How to fix GenAI chatbot giving imaginative or incorrect answers using LangChain and OpenAI APIs?

I’ve been developing a generative AI chatbot using LangChain and OpenAI’s GPT-3.5 Turbo model, along with OpenAI embeddings. The chatbot is designed to answer questions based on the content of a specific PDF document, which in this case is the Wikipedia page for Scuderia Ferrari.

Here are the steps I’ve taken:

  1. Used LangChain to process and manage the PDF content.
  2. Employed OpenAI embeddings to encode the content for better context understanding.
  3. Integrated the GPT-3.5 Turbo model to generate responses based on the user’s questions and the encoded context.

Despite these efforts, I’m encountering the following issues:

  1. Inaccurate Responses: Approximately 60% of the time, the chatbot provides incorrect or imaginative answers that are not grounded in the content of the PDF.
  2. Context Misunderstanding: Often, the chatbot responds by stating that the question is not related to the context, even when it clearly is.

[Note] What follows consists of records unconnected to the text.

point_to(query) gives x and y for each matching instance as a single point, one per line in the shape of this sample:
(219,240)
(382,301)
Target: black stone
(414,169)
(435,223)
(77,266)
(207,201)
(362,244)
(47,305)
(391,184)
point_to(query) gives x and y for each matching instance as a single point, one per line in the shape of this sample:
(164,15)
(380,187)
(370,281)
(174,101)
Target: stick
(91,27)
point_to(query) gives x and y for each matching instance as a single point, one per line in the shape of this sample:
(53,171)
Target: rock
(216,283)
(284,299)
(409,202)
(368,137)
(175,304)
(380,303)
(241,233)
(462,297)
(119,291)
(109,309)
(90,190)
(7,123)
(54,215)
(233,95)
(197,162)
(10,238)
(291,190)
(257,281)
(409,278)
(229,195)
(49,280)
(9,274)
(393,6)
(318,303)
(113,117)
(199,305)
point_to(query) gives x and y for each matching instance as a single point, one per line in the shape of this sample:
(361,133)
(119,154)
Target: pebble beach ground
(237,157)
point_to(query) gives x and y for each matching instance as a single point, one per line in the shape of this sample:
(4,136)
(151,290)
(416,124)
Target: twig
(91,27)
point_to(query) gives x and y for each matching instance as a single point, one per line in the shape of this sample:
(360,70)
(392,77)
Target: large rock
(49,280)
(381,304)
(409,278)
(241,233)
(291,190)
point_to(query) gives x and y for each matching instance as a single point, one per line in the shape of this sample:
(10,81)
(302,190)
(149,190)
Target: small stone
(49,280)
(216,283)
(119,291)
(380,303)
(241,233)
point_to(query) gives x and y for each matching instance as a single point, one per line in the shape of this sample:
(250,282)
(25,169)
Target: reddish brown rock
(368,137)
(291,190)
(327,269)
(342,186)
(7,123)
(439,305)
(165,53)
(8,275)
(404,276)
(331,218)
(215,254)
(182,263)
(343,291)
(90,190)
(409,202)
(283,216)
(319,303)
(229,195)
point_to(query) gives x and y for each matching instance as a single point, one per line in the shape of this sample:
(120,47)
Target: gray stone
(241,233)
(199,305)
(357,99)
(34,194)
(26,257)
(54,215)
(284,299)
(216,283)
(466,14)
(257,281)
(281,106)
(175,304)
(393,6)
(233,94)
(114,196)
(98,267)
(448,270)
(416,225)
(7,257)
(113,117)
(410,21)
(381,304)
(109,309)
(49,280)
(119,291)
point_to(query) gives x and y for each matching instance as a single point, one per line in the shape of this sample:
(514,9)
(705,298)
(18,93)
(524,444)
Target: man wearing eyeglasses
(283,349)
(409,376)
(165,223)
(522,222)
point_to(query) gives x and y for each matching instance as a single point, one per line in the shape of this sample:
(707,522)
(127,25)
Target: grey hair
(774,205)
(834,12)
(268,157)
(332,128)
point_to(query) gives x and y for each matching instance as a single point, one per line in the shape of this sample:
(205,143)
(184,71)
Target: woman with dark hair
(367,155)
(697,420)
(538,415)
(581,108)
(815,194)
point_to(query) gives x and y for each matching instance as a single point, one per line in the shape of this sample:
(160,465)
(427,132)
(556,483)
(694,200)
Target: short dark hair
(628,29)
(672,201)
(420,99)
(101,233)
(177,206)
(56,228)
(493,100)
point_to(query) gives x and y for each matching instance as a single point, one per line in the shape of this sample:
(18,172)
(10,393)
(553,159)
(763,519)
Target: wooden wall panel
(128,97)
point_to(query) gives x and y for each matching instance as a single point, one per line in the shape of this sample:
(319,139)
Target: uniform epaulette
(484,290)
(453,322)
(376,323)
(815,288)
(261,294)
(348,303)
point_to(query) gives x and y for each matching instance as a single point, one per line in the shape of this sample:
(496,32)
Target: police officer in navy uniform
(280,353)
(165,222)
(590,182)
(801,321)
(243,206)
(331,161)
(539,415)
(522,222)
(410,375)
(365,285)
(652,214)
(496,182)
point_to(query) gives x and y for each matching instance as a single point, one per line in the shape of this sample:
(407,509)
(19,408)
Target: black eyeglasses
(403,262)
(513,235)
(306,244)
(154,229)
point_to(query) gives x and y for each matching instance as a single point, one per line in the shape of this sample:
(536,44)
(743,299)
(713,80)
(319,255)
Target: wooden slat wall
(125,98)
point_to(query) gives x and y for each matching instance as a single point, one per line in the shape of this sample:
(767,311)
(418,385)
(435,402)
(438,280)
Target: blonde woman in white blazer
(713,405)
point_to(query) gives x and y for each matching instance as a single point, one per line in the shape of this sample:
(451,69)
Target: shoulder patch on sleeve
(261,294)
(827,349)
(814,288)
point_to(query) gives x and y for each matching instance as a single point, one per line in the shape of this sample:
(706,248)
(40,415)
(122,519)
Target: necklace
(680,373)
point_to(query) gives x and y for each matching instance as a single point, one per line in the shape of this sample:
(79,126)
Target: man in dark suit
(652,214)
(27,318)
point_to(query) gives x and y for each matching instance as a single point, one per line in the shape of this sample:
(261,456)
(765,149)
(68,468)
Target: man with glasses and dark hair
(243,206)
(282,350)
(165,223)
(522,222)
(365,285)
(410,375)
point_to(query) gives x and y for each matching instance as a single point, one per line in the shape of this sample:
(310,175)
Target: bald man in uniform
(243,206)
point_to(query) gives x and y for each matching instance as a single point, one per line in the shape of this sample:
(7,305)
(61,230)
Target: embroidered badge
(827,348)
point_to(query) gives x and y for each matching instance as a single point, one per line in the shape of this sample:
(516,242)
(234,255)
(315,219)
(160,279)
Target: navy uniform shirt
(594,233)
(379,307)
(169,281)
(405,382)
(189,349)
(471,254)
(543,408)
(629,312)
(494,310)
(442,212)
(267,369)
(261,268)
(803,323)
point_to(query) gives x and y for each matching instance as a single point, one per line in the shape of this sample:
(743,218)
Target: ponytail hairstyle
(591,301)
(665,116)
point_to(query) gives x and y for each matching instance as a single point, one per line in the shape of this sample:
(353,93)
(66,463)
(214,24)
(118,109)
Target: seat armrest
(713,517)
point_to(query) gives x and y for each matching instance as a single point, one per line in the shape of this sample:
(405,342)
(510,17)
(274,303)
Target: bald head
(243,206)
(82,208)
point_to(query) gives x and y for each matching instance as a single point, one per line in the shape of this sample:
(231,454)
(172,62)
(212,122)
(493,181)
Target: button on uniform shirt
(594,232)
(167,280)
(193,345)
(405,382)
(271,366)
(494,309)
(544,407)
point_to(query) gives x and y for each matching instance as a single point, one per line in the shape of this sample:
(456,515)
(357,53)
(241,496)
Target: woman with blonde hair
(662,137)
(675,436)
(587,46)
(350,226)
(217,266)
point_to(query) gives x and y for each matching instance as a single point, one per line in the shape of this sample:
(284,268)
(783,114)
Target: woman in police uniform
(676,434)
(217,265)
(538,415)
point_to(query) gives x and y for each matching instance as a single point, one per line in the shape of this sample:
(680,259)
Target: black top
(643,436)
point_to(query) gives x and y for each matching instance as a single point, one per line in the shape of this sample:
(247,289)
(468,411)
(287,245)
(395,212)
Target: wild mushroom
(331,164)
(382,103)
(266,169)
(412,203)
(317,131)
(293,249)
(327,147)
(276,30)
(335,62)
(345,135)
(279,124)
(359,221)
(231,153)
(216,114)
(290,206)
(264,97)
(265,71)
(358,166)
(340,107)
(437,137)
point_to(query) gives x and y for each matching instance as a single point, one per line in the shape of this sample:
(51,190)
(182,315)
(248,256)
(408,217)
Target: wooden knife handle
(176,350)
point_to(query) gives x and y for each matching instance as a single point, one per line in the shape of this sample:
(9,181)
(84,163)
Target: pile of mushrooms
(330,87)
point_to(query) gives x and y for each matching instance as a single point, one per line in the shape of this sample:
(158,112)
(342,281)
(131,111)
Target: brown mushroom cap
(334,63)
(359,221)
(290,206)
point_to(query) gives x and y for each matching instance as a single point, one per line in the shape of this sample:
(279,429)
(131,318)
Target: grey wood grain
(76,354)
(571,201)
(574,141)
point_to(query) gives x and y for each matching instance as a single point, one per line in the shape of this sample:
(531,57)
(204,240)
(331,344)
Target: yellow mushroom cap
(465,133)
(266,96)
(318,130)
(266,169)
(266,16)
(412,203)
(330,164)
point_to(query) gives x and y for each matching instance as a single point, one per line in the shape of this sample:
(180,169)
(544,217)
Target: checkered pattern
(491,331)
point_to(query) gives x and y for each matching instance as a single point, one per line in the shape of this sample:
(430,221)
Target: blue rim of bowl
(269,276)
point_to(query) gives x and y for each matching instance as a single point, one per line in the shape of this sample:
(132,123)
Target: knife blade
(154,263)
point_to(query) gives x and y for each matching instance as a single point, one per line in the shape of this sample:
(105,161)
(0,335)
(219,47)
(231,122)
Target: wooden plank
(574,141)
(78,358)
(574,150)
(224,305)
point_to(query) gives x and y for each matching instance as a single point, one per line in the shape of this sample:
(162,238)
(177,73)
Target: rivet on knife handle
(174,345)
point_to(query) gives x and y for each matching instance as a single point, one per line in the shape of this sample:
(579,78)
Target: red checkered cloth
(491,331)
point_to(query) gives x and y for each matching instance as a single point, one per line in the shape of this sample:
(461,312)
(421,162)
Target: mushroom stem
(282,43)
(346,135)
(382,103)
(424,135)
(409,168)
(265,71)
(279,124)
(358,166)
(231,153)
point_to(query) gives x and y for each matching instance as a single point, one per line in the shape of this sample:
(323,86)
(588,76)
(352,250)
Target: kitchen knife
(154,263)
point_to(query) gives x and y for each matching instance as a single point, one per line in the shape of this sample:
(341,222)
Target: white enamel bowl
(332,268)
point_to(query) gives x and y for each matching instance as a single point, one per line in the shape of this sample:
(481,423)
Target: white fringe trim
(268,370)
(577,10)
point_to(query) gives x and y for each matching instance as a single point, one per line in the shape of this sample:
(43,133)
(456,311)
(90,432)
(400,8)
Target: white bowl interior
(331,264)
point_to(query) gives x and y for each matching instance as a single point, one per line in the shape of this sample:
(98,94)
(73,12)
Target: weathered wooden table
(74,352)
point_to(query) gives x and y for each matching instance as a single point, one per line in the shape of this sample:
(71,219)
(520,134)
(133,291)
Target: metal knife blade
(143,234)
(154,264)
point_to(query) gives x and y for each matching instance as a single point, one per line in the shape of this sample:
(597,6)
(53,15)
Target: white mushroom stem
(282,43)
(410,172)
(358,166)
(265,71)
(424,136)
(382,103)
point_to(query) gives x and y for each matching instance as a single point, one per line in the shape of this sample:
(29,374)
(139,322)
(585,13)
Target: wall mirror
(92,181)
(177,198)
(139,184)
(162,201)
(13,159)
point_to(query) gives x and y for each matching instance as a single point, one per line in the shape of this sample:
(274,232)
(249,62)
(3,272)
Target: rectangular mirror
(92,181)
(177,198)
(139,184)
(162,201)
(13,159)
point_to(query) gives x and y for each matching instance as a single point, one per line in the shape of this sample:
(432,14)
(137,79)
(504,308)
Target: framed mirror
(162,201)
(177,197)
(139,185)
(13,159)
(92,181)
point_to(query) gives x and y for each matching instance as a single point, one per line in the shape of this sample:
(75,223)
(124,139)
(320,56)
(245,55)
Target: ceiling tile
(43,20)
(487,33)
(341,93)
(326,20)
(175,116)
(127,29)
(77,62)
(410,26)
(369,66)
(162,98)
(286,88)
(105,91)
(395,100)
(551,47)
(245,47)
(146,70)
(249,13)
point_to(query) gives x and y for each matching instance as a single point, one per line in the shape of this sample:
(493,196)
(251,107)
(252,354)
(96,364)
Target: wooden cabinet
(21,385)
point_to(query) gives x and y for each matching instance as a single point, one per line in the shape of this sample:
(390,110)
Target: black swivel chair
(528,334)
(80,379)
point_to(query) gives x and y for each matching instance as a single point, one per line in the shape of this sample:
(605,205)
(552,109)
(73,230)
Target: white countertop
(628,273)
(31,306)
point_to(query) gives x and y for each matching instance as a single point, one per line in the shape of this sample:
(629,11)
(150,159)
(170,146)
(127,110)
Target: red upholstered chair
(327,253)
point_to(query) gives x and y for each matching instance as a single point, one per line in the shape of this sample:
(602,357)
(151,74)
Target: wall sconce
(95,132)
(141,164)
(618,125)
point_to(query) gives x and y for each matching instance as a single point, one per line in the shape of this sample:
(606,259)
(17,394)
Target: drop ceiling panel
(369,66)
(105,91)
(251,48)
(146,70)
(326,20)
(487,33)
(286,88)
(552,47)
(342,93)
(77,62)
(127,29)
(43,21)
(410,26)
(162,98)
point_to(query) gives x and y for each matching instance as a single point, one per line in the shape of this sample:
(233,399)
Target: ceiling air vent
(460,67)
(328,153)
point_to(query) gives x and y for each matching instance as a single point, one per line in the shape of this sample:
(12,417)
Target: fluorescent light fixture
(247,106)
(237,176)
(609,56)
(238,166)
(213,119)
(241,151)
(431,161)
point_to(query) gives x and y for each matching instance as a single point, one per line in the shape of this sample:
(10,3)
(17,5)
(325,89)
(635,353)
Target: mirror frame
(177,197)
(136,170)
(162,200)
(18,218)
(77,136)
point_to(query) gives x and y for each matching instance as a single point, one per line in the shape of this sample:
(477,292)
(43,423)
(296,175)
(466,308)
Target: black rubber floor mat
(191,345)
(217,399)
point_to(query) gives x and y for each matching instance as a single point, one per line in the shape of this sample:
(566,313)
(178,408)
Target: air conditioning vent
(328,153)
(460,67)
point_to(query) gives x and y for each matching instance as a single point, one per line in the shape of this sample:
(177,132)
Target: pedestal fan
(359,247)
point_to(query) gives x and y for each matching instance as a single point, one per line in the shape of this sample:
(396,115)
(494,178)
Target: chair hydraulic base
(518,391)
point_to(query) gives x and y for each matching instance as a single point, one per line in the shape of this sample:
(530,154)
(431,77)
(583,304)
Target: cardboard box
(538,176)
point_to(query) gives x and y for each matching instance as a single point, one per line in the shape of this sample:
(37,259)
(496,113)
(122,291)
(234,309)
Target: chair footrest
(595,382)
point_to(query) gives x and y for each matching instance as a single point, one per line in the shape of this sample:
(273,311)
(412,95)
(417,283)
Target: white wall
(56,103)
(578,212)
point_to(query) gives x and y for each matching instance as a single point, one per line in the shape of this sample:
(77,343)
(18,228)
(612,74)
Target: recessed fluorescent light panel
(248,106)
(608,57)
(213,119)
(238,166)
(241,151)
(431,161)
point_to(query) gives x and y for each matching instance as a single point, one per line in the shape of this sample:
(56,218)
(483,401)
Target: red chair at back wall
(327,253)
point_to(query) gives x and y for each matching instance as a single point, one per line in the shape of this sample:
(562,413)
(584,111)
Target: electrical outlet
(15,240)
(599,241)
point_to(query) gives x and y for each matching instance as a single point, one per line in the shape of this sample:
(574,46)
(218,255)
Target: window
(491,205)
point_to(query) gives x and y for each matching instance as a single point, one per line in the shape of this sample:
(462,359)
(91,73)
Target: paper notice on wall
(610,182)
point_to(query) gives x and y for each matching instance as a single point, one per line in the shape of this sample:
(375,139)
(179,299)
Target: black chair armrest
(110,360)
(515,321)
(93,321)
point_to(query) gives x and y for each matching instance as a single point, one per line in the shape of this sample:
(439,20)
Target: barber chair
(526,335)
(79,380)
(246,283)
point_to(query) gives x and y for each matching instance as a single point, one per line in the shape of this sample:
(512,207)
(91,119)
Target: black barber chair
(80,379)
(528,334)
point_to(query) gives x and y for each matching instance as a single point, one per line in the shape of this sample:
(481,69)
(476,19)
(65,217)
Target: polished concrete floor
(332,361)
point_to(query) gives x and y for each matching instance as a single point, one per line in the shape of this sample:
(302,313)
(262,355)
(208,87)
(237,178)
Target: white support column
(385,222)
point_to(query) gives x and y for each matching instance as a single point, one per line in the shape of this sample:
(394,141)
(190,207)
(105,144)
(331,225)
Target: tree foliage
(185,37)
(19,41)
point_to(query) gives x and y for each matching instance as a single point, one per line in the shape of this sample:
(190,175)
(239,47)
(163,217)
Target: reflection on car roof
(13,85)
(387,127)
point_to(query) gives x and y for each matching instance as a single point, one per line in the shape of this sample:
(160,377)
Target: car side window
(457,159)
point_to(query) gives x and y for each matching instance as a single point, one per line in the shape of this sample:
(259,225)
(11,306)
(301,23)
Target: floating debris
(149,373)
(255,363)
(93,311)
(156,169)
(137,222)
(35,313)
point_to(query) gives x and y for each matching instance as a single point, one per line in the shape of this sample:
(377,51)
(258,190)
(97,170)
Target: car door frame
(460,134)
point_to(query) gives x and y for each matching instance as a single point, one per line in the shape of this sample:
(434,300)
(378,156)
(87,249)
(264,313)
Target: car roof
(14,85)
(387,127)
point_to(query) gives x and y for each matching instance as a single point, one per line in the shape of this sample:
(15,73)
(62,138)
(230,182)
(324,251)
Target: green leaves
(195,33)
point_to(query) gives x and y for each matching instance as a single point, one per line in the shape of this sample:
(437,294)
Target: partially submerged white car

What could be causing these issues, and how can I improve the accuracy and relevance of the chatbot’s responses? Are there specific techniques or best practices within LangChain, OpenAI embeddings, or GPT-3.5 Turbo that I should be using to enhance the chatbot’s performance?

Any insights or suggestions would be greatly appreciated. Thank you!

import os
from dotenv import load_dotenv 
import streamlit as st
from langchain_openai import ChatOpenAI
from langchain_core.prompts import ChatPromptTemplate
from langchain_community.embeddings import OpenAIEmbeddings
from langchain_community.vectorstores import Chroma
from langchain.chains.combine_documents import create_stuff_documents_chain
from langchain.chains import create_retrieval_chain
from langchain_community.document_loaders import WebBaseLoader
from langchain.text_splitter import RecursiveCharacterTextSplitter  # Added
import bs4
from langchain_community.document_loaders import PyPDFLoader #directly load from pdf
from langchain_community.document_loaders import PyMuPDFLoader #directly load from pdf
from langchain_community.document_loaders import TextLoader

# Load environment variables from .env file
open_api_key = os.getenv('OPENAI_API_KEY')
langchain_key = os.getenv('LANGCHAIN_API_KEY')

# Set environment variables for OpenAI and Langchain
os.environ['OPENAI_API_KEY'] = open_api_key
os.environ['LANGCHAIN_API_KEY'] = langchain_key
os.environ["LANGCHAIN_TRACING_V2"] = "true"

# Define a function to interact with the chatbot
def run_chatbot():
    st.title('LangChain Chatbot with OpenAI')

    # User input text box
    input_text = st.text_input("You: ", "")

    # Initialize the language model
    llm = ChatOpenAI(model='gpt-3.5-turbo',temperature=0.7,max_tokens=1500) # Change to desired model

    # Define a prompt template
    prompt = ChatPromptTemplate.from_template('''Read the whole content carefully and understand the meaning of each and everyline in the context.When a question is asked understand the question carefully and search for a meaning ful response from the context.Do not give your own answers.
                                                <context>{context}</context>  Question:{input}''')

    loader = PyPDFLoader("sf.pdf")
    text_documents = loader.load()

    # Split documents into chunks
    txt_spt = RecursiveCharacterTextSplitter(chunk_size=10000, chunk_overlap=1000)
    documents = txt_spt.split_documents(text_documents)

    # Initialize Chroma DB and embeddings
    db = Chroma.from_documents(documents, OpenAIEmbeddings())

    # Create a document chain
    doc_chain = create_stuff_documents_chain(llm, prompt)

    # Create a retrieval chain
    retriever = db.as_retriever()
    retrieval_chain = create_retrieval_chain(retriever, doc_chain)

    # Check if there is input text
    if input_text:
        # Generate a response using the retrieval chain
        response = retrieval_chain.invoke({'input': input_text})

        # Display the response
        st.text_area("Bot:", value=res)

# Run the chatbot
if __name__ == "__main__":

Here’s some thoughts:

  1. document chunking and retrieval isn’t trivial. Check the actual resulting prompt and see if the retrieved content actually provides enough context. It’s possible that the quality of the information isn’t good enough, or something gets mangled in the html->pdf->txt conversion.
  2. OpenAI’s embeddings are probably good enough.
  3. If there is enough infomation and GPT-3.5 struggles, you may need to use GPT-4 instead.